Let’s say Bob has two friends, Alice and Carol. Both friends seem as reasonably honest and reliable as the other. Alice has told Bob that she was born in Chicago. Carol has told Bob that she was born in Detroit. Bob is reasonably justified in believing each of them. However, in fact, they were both born in Chicago.

According to you, there is no qualitative difference between Bob’s beliefs about where Alice and Carol were born. Both are justified…what else is there?

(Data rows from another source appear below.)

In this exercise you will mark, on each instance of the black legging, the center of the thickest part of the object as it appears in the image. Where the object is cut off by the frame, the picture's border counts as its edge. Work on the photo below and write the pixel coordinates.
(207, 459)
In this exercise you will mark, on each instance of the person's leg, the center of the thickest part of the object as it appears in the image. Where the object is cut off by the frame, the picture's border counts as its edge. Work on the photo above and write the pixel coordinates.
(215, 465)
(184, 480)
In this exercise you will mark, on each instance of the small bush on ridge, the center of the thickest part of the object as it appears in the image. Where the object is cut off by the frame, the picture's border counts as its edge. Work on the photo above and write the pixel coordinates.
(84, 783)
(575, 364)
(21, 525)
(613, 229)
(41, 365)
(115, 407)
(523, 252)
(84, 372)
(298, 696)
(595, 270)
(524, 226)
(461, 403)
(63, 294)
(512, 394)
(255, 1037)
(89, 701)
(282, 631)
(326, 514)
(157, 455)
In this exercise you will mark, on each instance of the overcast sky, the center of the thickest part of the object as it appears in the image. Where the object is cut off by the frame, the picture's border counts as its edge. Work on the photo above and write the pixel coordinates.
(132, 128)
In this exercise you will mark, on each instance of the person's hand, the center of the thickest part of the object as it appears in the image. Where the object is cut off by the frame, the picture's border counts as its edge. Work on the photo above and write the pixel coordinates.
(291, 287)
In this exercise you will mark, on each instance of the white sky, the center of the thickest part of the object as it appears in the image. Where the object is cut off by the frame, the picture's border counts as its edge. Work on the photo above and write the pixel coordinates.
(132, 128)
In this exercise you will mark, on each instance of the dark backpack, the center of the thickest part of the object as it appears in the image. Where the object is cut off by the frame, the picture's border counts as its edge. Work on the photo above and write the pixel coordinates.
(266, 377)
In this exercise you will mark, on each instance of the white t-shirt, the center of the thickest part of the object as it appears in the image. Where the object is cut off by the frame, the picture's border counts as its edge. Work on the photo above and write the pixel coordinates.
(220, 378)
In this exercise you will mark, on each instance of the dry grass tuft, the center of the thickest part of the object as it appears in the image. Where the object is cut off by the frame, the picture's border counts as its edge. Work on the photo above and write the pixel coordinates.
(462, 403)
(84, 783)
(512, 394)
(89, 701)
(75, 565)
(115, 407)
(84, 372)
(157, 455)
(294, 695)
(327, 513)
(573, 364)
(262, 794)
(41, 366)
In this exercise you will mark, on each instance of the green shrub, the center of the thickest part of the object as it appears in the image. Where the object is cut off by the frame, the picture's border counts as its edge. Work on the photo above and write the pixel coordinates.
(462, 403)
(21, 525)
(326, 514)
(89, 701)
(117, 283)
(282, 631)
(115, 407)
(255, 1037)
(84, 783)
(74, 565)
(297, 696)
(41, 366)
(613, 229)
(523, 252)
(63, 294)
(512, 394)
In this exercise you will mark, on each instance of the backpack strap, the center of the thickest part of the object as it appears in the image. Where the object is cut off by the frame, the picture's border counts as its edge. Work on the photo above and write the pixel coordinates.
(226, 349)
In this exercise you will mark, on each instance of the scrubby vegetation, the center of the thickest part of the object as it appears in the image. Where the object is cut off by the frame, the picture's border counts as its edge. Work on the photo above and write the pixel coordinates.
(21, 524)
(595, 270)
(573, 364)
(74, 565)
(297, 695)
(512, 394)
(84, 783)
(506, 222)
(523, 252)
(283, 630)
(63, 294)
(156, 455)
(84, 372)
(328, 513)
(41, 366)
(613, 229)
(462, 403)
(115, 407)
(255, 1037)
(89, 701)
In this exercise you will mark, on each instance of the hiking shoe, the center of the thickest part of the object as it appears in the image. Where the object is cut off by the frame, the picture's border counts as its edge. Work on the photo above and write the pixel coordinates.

K: Nothing. You understand my position perfectly. Bob is equally justified in his belief - about both Alice and Carol - that they were born in Chicago. So he should hold it for exactly as long as this situation pertains. Your example doesn’t seem to me to show any utility for our ‘truth’ concept. Rather, if anything, the opposite. Would Bob gain anything by taking his belief (that they were both born in Chicago) to represent the actual state of reality? Wouldn’t this merely form an additional barrier to his arrival – as when relevant new evidence might surface – at the belief that Carol was either lying or confused?  And could he in reason be justified in making this additional step when he can see that he, and Alice and Carol and Chicago, are merely divisions being ascribed to reality by beings with his (and yes of course Alice and Carol’s) specific perceptive and cognitive capabilities? Your ‘in fact’ here seems to me to be an invocation of exactly the qualitatively better knowledge basis that ‘Truth?’ was written to call into question. Or to flip this over: If we can know ‘facts’, in the special sense that you are still assuming here – without having controverted any of ‘Truth?’s’ points – then we can of course know ‘truths’. They would be the same thing. My claim in the essay is that your underlying assumption (that we can have such a special kind of knowledge) can be clearly seen to be wrong.   

How about accordance with objective reality?

K: Against the backdrop of ‘Truth?’s’ Point 1; what, exactly, do you know about objective reality?

And this would be where the concept of truth comes in. You seem to want to equate justification with truth and that just doesn’t work.

K: It wouldn’t, and I don’t want to do this. I don’t want to equate anything with truth. I really, genuinely, do want to send our ‘truth’ concept to join phlogiston and the lumineferous ether.

Best regards,

Keith


Sometimes we happen to believe things that are very poorly justified, but true, and vice versa.

K: As in ‘Chicago’; if they are poorly justified then their being held as ‘truths’ will in no sense help us to accept such stronger and controverting justifications as may later arise.